Resume Parsing, known as CV Parsing, Resume Extraction or CV Extraction, is the conversion of a free-form CV/resume document into structured information in JSON or XML format — suitable for storage, reporting and manipulation.
Input:This parser will be used to parse thousands of UNSTRUCTURED resumes in html, word (doc, docx), rtf, text, rtf and pdf formats. Resumes will be in English language to start with but the parser should be capable of parsing resumes in other languages.
Output: JSON or XML format files of the resume when all the words from resume are parsed and structured correctly.
Parser should also output the report and metric on what worked and what did not. This report should help in further tuning the parser.
Accuracy: We areexpecting a high degree of accuracy. Ideally the parser should be able to reach maintain 95% accuracy. We are expecting minimum of 90% accuracy for each resume.
Method: We are not looking at keyword based parser. We are looking for a parser that can be trained and improve its accuracy over a period. Also, the fields parsed should be configurable and we should be able to extend the parser in a fashion that we can add more fields to be parsed with little effort. Parser should be able to do Fuzzy look up
Resume Parser should be written such that in can eventually be invoked using a web based application.
In order to identify information from CVs and profiles, the extraction engine should learn to create “rules” within its machine-learning algorithms by analysing the data.

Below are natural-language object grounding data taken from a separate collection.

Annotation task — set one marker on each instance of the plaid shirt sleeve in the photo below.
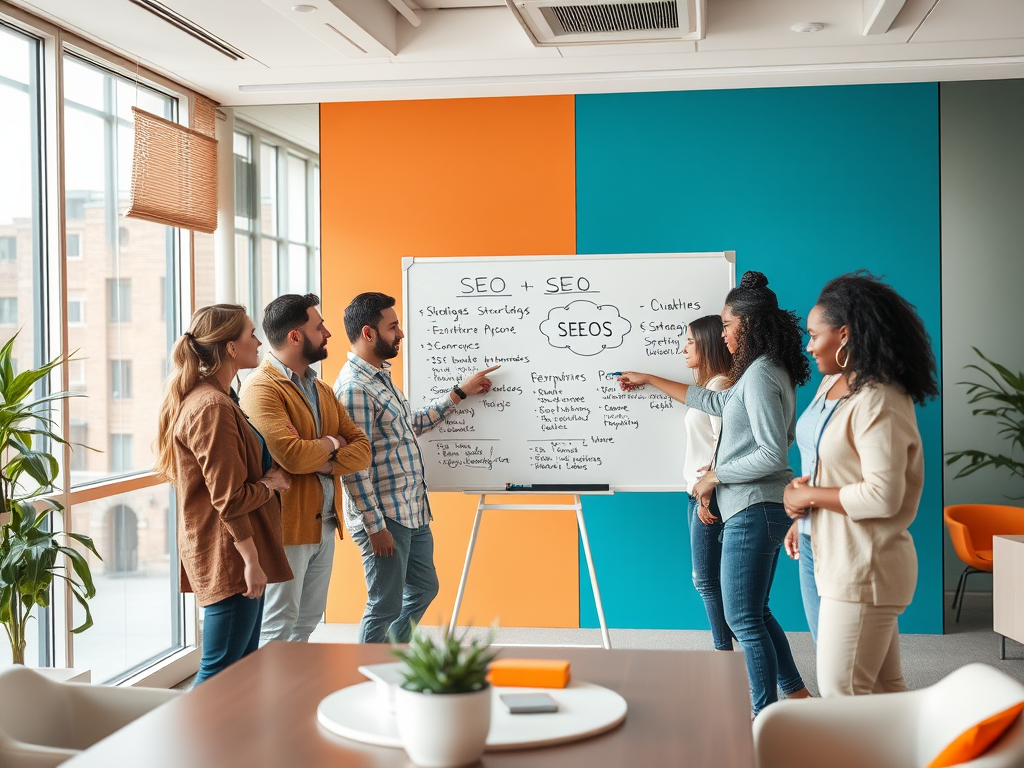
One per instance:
(358, 484)
(429, 417)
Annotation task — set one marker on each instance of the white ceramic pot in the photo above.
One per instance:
(442, 730)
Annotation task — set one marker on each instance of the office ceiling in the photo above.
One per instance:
(371, 50)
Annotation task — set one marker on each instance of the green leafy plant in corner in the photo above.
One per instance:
(446, 667)
(31, 554)
(1003, 398)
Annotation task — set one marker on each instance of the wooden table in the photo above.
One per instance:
(1008, 589)
(685, 709)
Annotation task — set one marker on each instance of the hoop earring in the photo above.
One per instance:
(846, 360)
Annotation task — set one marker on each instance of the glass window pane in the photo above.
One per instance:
(297, 225)
(20, 227)
(20, 242)
(298, 269)
(123, 265)
(136, 604)
(268, 188)
(244, 186)
(269, 288)
(205, 268)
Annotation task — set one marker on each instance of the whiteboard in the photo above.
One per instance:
(559, 327)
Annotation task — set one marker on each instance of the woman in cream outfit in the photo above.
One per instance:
(868, 478)
(709, 357)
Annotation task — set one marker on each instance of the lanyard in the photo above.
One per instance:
(817, 444)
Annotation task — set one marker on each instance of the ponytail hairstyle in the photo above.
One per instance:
(888, 343)
(766, 330)
(195, 357)
(714, 354)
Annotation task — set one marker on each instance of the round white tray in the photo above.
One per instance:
(584, 710)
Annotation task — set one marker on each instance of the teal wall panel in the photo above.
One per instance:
(804, 183)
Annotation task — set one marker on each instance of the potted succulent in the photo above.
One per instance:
(1006, 394)
(31, 554)
(443, 707)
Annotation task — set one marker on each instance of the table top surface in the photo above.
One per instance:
(685, 709)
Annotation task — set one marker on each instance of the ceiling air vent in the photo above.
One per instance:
(190, 28)
(602, 22)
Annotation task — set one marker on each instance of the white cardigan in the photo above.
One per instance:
(871, 451)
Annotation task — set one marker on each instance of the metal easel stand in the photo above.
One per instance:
(577, 506)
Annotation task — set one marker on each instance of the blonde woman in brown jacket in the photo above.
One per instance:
(869, 475)
(229, 537)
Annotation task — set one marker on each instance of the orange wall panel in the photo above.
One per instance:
(458, 177)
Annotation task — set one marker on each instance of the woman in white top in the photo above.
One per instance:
(810, 425)
(708, 355)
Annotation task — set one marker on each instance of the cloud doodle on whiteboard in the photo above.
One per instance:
(585, 328)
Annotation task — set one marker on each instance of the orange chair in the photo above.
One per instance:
(971, 528)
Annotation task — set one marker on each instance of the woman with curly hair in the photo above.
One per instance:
(868, 478)
(751, 470)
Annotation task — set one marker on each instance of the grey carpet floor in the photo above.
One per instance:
(927, 658)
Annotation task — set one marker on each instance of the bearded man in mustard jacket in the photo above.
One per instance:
(311, 437)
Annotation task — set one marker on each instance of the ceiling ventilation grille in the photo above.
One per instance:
(561, 23)
(574, 19)
(190, 28)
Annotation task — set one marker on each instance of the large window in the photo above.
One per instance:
(135, 611)
(22, 257)
(130, 266)
(276, 206)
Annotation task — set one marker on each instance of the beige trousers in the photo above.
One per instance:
(858, 648)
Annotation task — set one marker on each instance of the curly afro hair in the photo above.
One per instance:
(888, 343)
(766, 330)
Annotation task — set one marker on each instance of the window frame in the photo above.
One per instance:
(52, 327)
(281, 241)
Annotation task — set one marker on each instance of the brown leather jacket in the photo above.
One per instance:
(218, 462)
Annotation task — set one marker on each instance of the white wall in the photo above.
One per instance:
(982, 185)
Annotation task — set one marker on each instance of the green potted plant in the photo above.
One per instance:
(442, 709)
(1006, 393)
(31, 554)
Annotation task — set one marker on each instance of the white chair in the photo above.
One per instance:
(44, 722)
(891, 730)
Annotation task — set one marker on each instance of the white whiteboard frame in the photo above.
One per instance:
(408, 261)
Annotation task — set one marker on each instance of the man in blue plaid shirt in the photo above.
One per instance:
(386, 508)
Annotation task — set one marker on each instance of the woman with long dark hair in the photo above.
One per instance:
(868, 478)
(229, 535)
(751, 471)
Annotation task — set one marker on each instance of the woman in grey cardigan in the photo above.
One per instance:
(751, 471)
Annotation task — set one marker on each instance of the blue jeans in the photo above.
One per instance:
(808, 587)
(706, 549)
(751, 541)
(230, 631)
(399, 588)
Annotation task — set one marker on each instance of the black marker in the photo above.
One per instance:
(562, 486)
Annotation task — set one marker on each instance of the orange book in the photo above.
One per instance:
(529, 673)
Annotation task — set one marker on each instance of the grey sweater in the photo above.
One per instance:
(759, 419)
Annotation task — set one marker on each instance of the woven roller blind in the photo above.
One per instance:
(174, 174)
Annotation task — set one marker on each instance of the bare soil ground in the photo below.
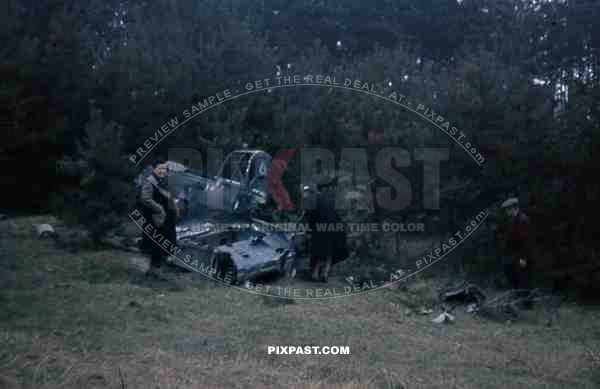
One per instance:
(90, 320)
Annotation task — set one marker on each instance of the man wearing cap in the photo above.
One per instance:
(516, 239)
(327, 246)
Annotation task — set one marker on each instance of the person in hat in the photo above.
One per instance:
(156, 204)
(516, 240)
(327, 246)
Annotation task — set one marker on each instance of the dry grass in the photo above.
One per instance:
(82, 321)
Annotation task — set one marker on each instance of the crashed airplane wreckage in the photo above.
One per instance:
(230, 241)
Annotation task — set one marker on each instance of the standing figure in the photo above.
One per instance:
(328, 234)
(516, 239)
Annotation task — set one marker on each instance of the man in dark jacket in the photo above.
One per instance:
(328, 235)
(155, 202)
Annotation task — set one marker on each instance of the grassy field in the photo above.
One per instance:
(89, 320)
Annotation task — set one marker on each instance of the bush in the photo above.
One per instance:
(105, 194)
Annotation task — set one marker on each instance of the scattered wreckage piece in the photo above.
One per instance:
(44, 231)
(510, 304)
(463, 293)
(444, 318)
(262, 254)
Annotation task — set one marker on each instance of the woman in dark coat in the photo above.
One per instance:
(154, 201)
(327, 246)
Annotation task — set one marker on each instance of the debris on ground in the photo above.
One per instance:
(425, 311)
(463, 293)
(512, 303)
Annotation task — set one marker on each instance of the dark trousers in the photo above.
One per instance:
(149, 245)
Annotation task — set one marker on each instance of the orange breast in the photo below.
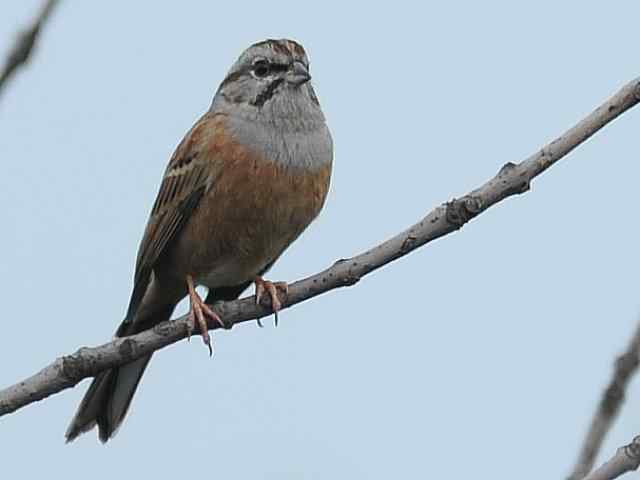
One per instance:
(253, 210)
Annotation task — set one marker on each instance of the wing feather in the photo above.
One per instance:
(184, 183)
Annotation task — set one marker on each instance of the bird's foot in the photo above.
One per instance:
(197, 312)
(270, 288)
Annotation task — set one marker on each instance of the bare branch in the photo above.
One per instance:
(512, 179)
(626, 459)
(612, 399)
(25, 43)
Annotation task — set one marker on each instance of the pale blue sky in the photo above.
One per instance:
(483, 354)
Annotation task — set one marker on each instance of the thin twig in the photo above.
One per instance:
(512, 179)
(612, 399)
(626, 459)
(25, 43)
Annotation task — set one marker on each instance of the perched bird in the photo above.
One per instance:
(243, 184)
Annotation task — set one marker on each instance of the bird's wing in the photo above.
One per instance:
(187, 177)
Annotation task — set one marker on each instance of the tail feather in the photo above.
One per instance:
(109, 396)
(107, 401)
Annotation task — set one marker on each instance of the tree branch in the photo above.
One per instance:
(626, 459)
(25, 42)
(512, 179)
(612, 399)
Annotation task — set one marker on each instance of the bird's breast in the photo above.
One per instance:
(258, 203)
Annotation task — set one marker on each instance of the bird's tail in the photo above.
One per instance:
(108, 399)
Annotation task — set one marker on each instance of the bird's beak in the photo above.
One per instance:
(298, 74)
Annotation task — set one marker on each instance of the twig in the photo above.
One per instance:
(25, 43)
(512, 179)
(612, 399)
(626, 459)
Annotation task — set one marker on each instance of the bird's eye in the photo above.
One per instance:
(261, 68)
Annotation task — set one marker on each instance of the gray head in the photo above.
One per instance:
(270, 82)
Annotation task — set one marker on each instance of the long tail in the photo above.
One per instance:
(108, 399)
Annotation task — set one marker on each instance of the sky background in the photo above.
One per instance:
(483, 353)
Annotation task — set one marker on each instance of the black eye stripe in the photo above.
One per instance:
(267, 93)
(279, 67)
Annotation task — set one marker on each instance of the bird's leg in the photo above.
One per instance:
(197, 311)
(271, 288)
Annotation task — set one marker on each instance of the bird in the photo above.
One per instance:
(246, 180)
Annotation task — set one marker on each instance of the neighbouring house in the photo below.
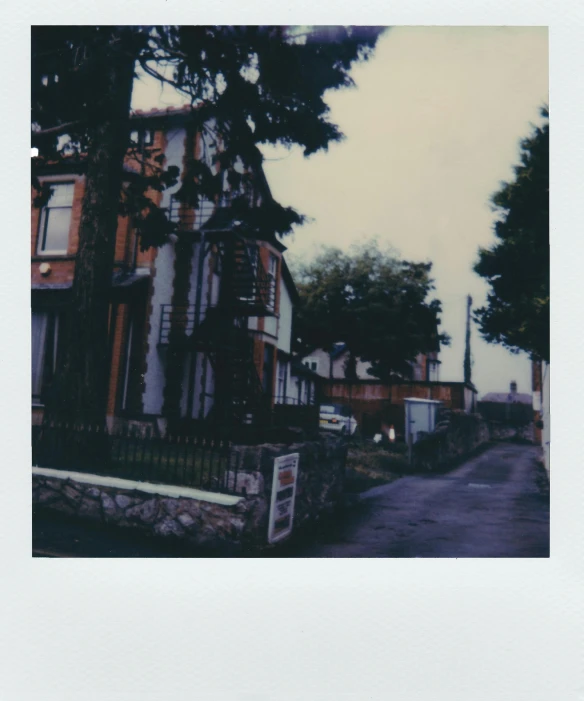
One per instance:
(510, 408)
(331, 365)
(540, 383)
(200, 327)
(377, 405)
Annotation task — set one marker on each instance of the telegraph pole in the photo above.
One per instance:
(467, 362)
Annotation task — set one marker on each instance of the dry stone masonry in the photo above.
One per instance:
(241, 522)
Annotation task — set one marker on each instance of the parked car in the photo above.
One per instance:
(338, 418)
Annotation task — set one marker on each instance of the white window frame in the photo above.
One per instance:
(46, 317)
(41, 243)
(273, 276)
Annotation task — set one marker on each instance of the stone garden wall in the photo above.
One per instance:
(196, 517)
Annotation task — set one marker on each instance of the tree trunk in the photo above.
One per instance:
(81, 386)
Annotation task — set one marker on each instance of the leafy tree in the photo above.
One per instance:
(258, 84)
(517, 266)
(373, 302)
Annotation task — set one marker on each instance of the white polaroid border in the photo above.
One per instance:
(276, 630)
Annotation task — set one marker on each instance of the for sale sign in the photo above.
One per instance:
(283, 496)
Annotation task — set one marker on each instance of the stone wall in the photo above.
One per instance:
(199, 518)
(456, 436)
(321, 477)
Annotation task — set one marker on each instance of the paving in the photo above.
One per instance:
(494, 505)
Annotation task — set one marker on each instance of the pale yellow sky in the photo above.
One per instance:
(432, 129)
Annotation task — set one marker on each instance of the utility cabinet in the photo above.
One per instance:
(420, 417)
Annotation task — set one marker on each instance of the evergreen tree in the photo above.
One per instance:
(517, 266)
(259, 85)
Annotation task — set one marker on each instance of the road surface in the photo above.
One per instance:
(494, 505)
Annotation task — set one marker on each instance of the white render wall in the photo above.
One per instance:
(154, 379)
(285, 321)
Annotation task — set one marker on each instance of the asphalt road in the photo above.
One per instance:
(494, 505)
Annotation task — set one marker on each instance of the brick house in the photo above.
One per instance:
(200, 327)
(375, 404)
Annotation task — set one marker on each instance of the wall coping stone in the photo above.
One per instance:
(166, 490)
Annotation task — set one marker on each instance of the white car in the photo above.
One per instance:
(338, 418)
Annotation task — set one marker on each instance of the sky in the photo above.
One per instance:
(432, 130)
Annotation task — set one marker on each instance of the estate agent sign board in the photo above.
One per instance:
(283, 496)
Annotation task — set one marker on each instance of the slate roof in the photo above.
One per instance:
(507, 398)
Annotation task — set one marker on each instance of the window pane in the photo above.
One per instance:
(39, 330)
(62, 195)
(57, 223)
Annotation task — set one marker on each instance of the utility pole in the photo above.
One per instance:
(467, 363)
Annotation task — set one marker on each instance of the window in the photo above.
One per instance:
(273, 276)
(311, 364)
(56, 220)
(281, 388)
(45, 334)
(141, 138)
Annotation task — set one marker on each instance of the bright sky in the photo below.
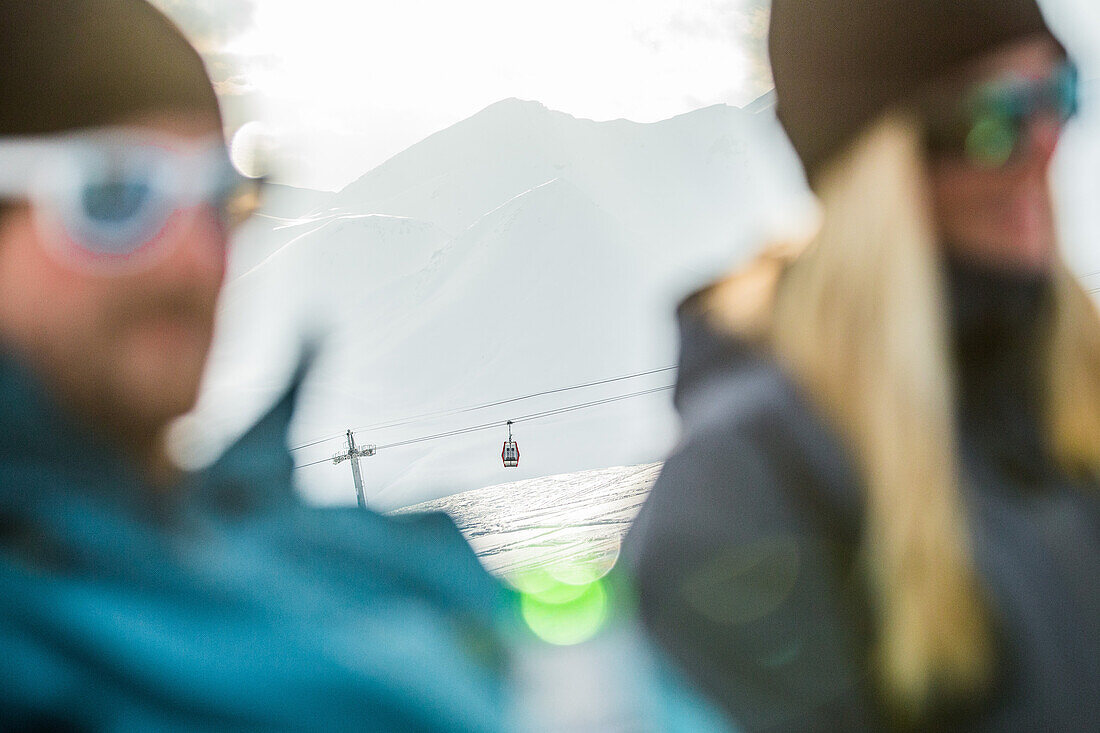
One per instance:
(345, 84)
(350, 83)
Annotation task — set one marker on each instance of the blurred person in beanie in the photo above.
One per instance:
(884, 511)
(134, 595)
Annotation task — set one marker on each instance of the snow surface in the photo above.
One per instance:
(518, 251)
(559, 520)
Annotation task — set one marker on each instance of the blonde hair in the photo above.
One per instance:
(858, 317)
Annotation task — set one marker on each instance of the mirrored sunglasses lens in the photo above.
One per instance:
(116, 201)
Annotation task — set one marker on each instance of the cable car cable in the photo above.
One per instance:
(497, 424)
(459, 411)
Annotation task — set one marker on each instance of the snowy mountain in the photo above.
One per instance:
(573, 518)
(516, 252)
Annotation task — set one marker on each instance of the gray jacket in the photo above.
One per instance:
(746, 559)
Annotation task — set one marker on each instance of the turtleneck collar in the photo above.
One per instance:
(1000, 325)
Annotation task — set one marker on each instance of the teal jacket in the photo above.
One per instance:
(226, 604)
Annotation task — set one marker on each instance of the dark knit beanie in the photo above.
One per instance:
(74, 64)
(838, 64)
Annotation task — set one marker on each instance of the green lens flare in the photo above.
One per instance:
(563, 614)
(991, 141)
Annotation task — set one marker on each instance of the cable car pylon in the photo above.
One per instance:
(510, 451)
(353, 455)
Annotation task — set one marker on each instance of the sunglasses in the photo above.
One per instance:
(990, 126)
(114, 197)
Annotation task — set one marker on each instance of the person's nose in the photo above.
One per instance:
(1043, 138)
(199, 254)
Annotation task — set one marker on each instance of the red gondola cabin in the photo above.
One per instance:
(510, 451)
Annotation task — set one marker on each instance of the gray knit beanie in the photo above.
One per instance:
(75, 64)
(838, 64)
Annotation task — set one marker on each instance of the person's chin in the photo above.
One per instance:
(164, 369)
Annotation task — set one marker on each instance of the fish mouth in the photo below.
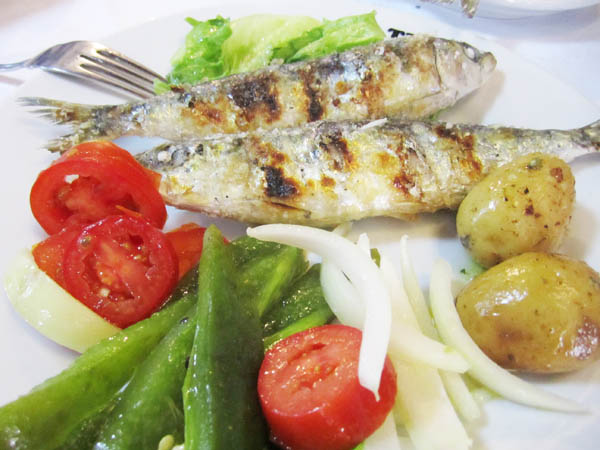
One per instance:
(485, 60)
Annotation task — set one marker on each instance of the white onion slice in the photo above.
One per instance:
(457, 390)
(424, 407)
(407, 342)
(363, 273)
(482, 368)
(385, 437)
(341, 296)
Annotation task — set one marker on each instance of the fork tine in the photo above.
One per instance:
(122, 59)
(125, 74)
(101, 74)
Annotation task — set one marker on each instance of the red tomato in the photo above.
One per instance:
(310, 394)
(108, 150)
(92, 183)
(50, 253)
(187, 241)
(121, 267)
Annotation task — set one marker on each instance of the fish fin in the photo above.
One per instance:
(58, 111)
(592, 132)
(83, 119)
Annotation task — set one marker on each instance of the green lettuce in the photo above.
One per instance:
(201, 57)
(255, 38)
(332, 36)
(219, 47)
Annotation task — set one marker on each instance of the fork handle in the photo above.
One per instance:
(13, 66)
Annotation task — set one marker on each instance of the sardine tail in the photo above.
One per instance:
(82, 118)
(592, 133)
(58, 111)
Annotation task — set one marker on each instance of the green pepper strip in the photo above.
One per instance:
(51, 412)
(303, 306)
(151, 406)
(219, 392)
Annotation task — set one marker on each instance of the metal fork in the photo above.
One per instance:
(96, 62)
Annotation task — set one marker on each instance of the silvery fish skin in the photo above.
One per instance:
(410, 77)
(325, 173)
(469, 7)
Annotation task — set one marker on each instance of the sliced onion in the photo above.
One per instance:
(385, 437)
(363, 273)
(482, 368)
(341, 296)
(424, 407)
(407, 342)
(457, 390)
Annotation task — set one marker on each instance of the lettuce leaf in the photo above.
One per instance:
(201, 57)
(254, 39)
(219, 47)
(332, 36)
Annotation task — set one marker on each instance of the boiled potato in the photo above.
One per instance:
(536, 312)
(522, 206)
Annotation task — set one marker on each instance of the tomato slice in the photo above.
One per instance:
(121, 267)
(187, 241)
(85, 187)
(107, 150)
(50, 253)
(310, 394)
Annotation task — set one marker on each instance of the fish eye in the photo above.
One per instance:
(471, 52)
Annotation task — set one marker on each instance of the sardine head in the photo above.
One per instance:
(461, 66)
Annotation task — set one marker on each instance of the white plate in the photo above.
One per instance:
(513, 9)
(518, 94)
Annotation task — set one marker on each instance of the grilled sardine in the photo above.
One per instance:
(325, 173)
(409, 77)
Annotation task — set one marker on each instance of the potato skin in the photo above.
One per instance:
(536, 312)
(522, 206)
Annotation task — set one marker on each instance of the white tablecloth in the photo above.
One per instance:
(565, 44)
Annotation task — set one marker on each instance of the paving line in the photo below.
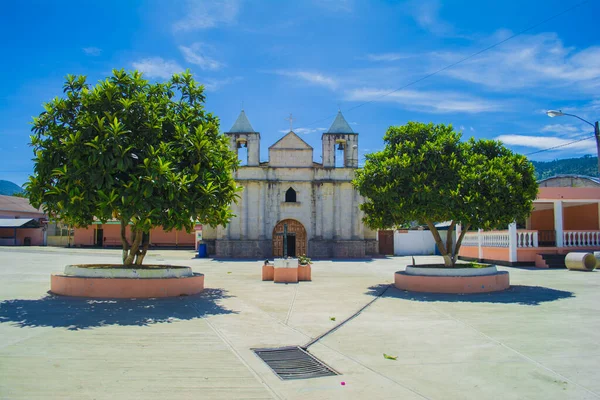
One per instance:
(356, 314)
(239, 356)
(287, 318)
(515, 351)
(377, 372)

Fields that need to be parsed – Not all the resumes will have all the fields – Also the parsing should not limit to just these fields.
1. First Name
2. Middle Name
3. Last Name
4. Email Address
5. Mobile Number
6. Date of Birth
8. Social media profile links
15. Zip Code
18. Current Location
19. Skills(top to bottom)
20. Current Company Name
21. Current Company Designation
22. Current Company Start Date
23. Current Company End Date
24. Current Company Roles & Responsibilities
25. Previous Company Name
26. Previous Company Designation
27. Previous Company Start Date
28. Previous Company End Date
29. Previous Company Roles & Responsibilities
31. Year of passing
34. Marital Status
35. Language Known
38. Soft Skills
39. Training courses
Output of the parser should be an xml or JSON tagged file, one xml file for each parsed resume, output file name to be the same as the input file name with extension.
All the parsed fields will be used to upload into a MySQL database. Parser is also required to do the database insertion as part of the parsing process.
We will supply a sample set of resumes, as many as you need to be successful.